Energieeffizienz
Hersteller von Endgeräten, Mobilfunkbetreiber, Breitbandanbieter, Internetdienste wie Suchmaschinen und Webplattformen verbrauchen für die Produktion von Endgeräten, den Transport und das Speichern von Daten Energie. Der Energiebedarf wird sich bis 2020 verdoppeln, weil in den entwickelten Gesellschaften steigende Datenvolumina, der rasante Umbau der Telekommunikationsinfrastruktur und die wachsende Breitbandpenetration mehr Energie benötigen, aber auch weil der Einsatz moderner Technologien in Schwellenländern erst am Anfang steht. Allein das PC Aufkommen wird in diesen Ländern 2020 4 Milliarden betragen, viermal so viel wie eine Studie der Climate Group 2008 erhoben hat.

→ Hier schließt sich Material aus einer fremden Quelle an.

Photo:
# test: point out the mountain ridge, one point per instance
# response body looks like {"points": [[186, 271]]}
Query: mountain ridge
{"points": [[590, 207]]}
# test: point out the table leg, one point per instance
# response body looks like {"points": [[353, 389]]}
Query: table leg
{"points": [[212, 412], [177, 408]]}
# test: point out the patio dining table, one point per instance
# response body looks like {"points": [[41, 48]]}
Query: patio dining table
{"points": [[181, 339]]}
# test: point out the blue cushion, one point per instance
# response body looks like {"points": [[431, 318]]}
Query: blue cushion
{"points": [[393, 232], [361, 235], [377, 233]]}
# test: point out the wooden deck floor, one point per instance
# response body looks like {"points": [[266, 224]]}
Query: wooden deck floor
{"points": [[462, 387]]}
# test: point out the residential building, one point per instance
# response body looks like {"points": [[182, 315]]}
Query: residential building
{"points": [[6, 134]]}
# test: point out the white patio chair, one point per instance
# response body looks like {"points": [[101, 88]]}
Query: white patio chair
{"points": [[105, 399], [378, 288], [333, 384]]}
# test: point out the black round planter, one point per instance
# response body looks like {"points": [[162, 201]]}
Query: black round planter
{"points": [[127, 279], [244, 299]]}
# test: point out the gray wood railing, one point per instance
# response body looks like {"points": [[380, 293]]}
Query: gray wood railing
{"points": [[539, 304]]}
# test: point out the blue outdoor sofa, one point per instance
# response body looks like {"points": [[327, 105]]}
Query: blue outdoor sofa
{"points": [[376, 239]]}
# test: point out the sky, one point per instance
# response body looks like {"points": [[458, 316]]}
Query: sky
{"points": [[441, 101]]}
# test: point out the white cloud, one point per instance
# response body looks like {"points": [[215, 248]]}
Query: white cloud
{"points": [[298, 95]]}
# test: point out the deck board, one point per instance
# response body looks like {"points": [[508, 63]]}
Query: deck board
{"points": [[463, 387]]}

A1 setzt bei der Energieeffizienz in den Technikräumen neue Maßstäbe: Ein effizientes Kühlverfahren, die sogenannte Hot-Spot-Absaugung, wird nach flächendeckender Umsetzung jährlich rund 4.500 MWh Strom sparen. Das entspricht dem jährlichen Stromverbrauch von rund 1.000 österreichischen Haushalten. Statt wie bislang die Umgebungsluft innerhalb einer IT-Anlage abzukühlen, liegt das Augenmerk dieses Verfahrens auf den jeweiligen Wärmequellen selbst. Die Heißluft wird direkt über dem Gerät (Hot-Spot) abgesaugt, gleichzeitig wird Außenluft zur Kühlung zugeführt. Positiver Nebeneffekt: Das Hot-Spot-Verfahren erhöht die Verfügbarkeit und die Lebensdauer von Entwärmungsanlagen und verringert den Wartungsaufwand gegenüber herkömmlichen Kühlanlagen signifikant. Die Umweltbelastung lässt sich damit um 50 % verringern. A1 adaptiert schrittweise bestehende Anlagen und errichtet neue Anlagen mit Hot-Spot-Absaugung. 2010 wurden 21 Anlagen mit dieserTechnologie versehen. Neben der Optimierung der Klimatisierung ist eine Reduktion der Verwendung von Kühlmitteln ein weiteres Ziel. Mobilfunkstationen werden fast ausschließlich (außer an heißen Sommertagen) mittels Außenluftkühlung (Free Cooling) gekühlt.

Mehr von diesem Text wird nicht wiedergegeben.